The pick: ‘Logical Revolts’ challenges conventional narratives of film and history

The crisp, experimental, semi-fictional documentary, “Logical Revolts,” was shot in late 2011 and early 2012 in downtown Cairo, Port Said and Sinai. It starts with Arthur Rimbaud’s caustic poem “Democracy” and ends with Jean Genet.

In real life, and in the 44-minute-long film, filmmaker Louis Henderson stumbled across a script for a film commissioned by the United Nations on the 1956 Suez War. The film was banned because it had a “pro-Arab ‘allure’.” Henderson shows the script in “Logical Revolts,” complete with objections in red pen to parts that make Israel look bad.

He intended to go to the original locations and use the script to make a film linking Egypt’s 2011 uprising with former President Gamal Abdel Nasser’s rise to power and the tripartite aggression against Egypt after the nationalization of the Suez Canal.

The voiceover sounds willfully anachronistic, like a story about a colonial-era explorer. It is narrated by a friend (played by Henderson) who receives emails from Henderson during his filmmaking trip and is “increasingly concerned about his welfare.” Thus it slips back and forth from first person to third. “I was enjoying his banal images of the beach,” the third person says.

The film’s political subject matter blends with second thoughts, confused expectations and misunderstandings on arrival in post-uprising Egypt, as Henderson finds himself a spectacle as a camera-wielding foreigner and discovers gaps in the script. He becomes delusional and the narrator — a friend also played by Henderson — says, “I fear he may have misunderstood his role in Egypt at that time.”

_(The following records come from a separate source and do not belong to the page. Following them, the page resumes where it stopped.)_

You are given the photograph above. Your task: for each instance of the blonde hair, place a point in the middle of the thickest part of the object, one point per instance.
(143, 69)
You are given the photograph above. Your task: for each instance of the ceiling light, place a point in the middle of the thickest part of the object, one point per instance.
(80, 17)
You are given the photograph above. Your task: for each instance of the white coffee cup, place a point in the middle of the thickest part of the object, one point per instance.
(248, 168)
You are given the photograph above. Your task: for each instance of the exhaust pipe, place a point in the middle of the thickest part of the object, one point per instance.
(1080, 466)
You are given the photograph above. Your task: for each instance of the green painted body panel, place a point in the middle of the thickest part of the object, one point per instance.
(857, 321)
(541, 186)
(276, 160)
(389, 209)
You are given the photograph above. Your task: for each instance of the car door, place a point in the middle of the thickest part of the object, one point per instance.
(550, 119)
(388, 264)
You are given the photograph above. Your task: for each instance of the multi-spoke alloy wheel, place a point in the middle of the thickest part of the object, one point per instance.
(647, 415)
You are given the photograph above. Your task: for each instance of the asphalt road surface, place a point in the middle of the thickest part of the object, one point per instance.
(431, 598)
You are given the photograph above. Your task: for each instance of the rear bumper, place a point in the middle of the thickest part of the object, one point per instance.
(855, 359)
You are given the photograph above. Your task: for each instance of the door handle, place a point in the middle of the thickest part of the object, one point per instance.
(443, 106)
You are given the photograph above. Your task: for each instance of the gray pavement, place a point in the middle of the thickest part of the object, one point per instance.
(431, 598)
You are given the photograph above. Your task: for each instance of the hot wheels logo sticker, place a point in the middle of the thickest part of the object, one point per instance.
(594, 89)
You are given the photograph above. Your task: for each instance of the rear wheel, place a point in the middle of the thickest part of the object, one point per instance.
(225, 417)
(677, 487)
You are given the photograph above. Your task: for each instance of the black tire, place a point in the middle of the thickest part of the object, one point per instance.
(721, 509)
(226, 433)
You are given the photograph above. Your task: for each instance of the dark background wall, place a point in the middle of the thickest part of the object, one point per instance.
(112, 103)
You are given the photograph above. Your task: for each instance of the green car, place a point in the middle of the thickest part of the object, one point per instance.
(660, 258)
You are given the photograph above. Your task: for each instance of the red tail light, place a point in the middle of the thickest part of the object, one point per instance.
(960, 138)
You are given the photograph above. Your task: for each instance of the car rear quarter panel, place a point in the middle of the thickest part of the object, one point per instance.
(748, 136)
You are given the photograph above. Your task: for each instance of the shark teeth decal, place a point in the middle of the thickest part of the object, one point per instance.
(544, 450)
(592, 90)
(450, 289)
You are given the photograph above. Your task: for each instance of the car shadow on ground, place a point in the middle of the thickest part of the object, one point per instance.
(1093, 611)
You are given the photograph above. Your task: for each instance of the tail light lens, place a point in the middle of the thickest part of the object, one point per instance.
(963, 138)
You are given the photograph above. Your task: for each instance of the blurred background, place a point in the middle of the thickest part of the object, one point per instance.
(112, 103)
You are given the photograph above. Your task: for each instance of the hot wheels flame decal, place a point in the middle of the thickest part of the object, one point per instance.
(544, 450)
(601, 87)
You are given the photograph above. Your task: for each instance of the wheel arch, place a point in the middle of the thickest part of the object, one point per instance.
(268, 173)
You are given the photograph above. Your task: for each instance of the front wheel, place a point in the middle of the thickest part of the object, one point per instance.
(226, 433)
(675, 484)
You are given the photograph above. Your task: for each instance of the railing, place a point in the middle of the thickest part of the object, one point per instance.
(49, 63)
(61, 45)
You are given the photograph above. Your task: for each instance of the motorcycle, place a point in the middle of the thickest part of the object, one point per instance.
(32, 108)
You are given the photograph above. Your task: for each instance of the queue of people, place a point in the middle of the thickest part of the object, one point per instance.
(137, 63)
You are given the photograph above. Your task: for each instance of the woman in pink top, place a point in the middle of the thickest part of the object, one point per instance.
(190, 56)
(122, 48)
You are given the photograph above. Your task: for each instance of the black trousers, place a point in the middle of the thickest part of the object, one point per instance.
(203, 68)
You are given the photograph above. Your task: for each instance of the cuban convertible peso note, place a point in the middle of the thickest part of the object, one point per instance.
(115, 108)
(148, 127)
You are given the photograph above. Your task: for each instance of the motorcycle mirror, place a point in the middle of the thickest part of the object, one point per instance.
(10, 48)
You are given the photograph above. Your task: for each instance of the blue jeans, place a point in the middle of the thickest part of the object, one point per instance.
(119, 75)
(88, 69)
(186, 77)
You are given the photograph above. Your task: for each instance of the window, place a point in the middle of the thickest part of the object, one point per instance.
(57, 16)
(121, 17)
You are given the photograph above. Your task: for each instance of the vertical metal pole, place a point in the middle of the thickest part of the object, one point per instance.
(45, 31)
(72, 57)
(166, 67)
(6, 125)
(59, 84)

The problematic, out-of-control nature of the history, the current reality in Egypt, and the film’s structure are contained by the frame of fiction, and contrasted with the film’s measured rhythm, cool, elegant photography and precise editing. Every scene is strange and gripping. I love the scene in which he discovers that the old Cairo Opera House is now a multistory parking garage, so he films a descent from top to bottom, from a car window, as opera music plays.